Kavan Modi, University of Texas

(Session 13 : Sunday from 12:00-12:30)

Abstract. The immense computational power of a quantum computer comes with a cost - the fragility of entangled quantum states from coherence loss. Although decoherence is present in all physical systems, the effect of these logic errors can be eliminated by using error correcting codes provided gate errors fall below a fault tolerance threshold. This threshold depends on system architecture and specific forms of decoherence, but is likely to be in the 10^-4 range. The measurement of gate fidelity is thus a critical step for implementing fault tolerant quantum computing.

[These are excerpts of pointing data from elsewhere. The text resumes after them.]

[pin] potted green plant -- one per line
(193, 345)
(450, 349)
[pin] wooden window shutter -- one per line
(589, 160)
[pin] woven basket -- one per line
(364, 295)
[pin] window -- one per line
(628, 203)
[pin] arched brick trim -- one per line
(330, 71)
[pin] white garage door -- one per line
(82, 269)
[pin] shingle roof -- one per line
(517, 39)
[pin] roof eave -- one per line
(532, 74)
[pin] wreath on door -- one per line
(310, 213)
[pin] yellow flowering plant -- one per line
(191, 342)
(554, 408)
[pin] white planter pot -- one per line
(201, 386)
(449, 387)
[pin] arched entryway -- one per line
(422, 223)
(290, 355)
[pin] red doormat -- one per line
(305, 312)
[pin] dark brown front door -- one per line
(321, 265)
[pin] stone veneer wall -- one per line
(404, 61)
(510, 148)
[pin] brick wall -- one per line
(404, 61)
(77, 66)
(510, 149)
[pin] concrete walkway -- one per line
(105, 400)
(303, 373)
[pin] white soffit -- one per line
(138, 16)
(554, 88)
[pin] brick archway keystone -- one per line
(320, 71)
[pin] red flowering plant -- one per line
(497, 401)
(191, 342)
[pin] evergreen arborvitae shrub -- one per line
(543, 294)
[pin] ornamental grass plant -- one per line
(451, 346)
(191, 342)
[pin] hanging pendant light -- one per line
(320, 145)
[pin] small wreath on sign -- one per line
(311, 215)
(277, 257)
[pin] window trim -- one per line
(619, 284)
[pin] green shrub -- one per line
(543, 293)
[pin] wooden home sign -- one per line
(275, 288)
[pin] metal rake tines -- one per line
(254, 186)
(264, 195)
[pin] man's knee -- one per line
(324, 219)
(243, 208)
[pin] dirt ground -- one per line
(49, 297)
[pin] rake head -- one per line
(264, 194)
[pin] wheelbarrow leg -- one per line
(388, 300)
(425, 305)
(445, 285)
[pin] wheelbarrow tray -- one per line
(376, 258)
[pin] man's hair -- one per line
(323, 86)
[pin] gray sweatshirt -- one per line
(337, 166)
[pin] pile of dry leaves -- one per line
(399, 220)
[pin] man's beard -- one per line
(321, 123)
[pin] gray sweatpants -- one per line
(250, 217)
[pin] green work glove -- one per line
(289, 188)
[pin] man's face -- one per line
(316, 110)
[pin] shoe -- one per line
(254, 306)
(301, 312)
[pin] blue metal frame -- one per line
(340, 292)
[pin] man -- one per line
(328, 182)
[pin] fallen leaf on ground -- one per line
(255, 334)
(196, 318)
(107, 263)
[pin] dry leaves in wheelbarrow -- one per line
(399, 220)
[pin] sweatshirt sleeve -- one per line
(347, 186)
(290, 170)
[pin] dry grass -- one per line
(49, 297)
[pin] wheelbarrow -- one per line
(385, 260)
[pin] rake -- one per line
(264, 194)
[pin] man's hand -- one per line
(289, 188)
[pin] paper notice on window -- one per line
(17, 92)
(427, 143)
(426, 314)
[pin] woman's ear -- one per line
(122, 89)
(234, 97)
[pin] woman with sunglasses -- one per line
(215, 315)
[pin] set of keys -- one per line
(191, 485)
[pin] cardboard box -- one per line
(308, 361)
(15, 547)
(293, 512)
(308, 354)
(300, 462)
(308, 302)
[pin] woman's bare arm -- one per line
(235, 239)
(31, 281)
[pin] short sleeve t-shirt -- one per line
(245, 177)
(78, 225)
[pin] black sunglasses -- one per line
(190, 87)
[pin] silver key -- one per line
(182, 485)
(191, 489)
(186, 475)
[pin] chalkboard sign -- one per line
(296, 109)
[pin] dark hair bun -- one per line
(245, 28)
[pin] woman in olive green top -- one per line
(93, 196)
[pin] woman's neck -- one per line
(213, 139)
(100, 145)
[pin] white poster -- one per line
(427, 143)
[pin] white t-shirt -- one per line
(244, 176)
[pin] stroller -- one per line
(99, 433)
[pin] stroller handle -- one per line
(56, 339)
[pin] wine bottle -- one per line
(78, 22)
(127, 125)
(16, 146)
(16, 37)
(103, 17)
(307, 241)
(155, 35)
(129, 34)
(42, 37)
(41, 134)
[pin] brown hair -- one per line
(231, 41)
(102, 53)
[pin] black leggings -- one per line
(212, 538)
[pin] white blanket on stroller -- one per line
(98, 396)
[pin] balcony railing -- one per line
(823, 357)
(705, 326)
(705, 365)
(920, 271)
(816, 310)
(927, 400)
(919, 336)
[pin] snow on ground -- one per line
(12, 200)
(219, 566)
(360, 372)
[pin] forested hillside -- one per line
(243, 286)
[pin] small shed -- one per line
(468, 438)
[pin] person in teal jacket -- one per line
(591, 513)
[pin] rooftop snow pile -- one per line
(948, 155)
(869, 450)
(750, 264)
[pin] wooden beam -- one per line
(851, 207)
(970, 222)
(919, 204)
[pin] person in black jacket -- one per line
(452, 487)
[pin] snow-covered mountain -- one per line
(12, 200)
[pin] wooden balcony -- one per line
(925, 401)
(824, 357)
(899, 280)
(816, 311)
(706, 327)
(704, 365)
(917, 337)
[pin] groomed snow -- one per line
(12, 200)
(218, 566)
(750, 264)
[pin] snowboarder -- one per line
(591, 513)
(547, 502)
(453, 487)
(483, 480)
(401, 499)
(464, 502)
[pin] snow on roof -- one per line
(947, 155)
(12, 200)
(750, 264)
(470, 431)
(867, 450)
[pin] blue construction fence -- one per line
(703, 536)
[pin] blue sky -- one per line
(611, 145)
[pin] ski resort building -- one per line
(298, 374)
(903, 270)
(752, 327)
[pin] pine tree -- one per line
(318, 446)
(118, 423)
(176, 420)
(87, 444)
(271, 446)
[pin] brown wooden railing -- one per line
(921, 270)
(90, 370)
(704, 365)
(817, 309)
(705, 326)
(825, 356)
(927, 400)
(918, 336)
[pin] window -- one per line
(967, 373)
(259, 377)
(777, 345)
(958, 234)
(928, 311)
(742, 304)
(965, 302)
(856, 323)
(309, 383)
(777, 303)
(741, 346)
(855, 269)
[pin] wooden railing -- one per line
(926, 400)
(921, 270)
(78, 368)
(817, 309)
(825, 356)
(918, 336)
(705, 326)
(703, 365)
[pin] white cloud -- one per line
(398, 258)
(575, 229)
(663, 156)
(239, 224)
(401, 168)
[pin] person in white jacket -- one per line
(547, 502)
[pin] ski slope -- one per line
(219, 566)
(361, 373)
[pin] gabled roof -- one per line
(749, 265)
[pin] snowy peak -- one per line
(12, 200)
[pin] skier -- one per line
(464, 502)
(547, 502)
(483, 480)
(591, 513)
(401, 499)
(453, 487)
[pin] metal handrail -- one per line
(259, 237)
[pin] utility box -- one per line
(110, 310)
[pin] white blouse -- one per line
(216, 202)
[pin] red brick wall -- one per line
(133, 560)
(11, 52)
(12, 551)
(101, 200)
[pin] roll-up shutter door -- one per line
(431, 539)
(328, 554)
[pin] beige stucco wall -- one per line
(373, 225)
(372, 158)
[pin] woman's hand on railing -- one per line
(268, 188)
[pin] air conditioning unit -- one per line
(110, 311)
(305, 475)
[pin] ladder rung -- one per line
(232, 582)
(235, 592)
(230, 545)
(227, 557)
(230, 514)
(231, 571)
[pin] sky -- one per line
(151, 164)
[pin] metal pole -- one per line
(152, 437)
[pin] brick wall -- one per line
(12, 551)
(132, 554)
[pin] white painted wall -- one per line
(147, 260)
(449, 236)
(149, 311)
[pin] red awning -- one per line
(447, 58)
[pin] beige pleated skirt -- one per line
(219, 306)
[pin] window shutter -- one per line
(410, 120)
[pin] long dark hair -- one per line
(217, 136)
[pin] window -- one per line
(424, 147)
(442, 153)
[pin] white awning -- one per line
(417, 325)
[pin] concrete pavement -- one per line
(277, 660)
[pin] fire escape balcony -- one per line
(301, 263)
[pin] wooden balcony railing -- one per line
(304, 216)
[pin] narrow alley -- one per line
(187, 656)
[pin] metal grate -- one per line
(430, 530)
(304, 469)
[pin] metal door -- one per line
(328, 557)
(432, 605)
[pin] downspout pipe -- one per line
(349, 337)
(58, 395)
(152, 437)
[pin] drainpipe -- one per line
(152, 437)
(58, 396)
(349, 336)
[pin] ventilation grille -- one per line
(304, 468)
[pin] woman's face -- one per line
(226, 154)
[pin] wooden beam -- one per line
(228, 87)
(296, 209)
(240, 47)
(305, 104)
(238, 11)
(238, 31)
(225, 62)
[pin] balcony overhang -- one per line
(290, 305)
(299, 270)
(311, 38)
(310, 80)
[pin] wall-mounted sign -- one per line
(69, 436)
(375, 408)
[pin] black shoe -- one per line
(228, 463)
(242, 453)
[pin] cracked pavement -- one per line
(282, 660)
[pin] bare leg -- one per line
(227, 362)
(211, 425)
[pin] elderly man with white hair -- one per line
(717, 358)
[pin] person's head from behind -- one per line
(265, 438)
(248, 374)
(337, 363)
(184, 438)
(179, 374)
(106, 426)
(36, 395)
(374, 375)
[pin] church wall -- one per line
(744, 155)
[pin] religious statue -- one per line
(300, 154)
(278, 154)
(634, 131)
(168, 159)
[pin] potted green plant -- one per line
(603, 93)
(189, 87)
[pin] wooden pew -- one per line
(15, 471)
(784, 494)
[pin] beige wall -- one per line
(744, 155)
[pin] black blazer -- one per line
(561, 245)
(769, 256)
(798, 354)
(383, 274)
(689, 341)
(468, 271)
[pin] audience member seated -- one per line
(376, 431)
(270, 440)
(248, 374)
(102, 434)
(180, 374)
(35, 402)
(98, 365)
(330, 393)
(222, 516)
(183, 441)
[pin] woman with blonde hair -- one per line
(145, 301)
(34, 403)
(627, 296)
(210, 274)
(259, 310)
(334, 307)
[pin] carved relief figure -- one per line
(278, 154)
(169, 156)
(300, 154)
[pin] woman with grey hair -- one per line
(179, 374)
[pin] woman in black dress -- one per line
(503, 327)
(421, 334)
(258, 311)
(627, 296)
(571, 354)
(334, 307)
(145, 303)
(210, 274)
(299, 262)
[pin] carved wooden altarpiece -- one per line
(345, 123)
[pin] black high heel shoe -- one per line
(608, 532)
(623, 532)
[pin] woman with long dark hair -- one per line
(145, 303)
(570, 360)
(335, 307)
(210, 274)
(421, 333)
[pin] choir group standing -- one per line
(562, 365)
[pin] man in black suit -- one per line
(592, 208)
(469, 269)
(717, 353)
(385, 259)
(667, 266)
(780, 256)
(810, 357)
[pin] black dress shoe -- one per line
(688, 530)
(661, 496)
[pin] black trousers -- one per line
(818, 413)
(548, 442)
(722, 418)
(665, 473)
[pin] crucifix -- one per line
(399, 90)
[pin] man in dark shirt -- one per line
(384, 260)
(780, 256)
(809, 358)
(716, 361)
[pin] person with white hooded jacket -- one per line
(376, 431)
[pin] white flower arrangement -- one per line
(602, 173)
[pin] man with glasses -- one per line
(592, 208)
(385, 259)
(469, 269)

Most experiments determine coherence through T1 and T2 measurements, which gives only a simple description of error process in qubits. A more full and precise measurement is based on density matrix measurements of qubit states, which leads to a description of coherence in terms of state and process tomography. We study the effects of preparation of input states in quantum process tomography experiments. We study two preparation procedures, stochastic preparations and preparations by measurements. We show that for stochastic preparation procedure, linear process maps adequately describe the process. But when linear process maps are obtained from systems initially prepared using von Neumann measurements, they cannot describe the process adequately. We introduce a quadratic process map that can describe the processes initialized by preparation by measurements. I will discuss the consequences of the quadratic map and its properties.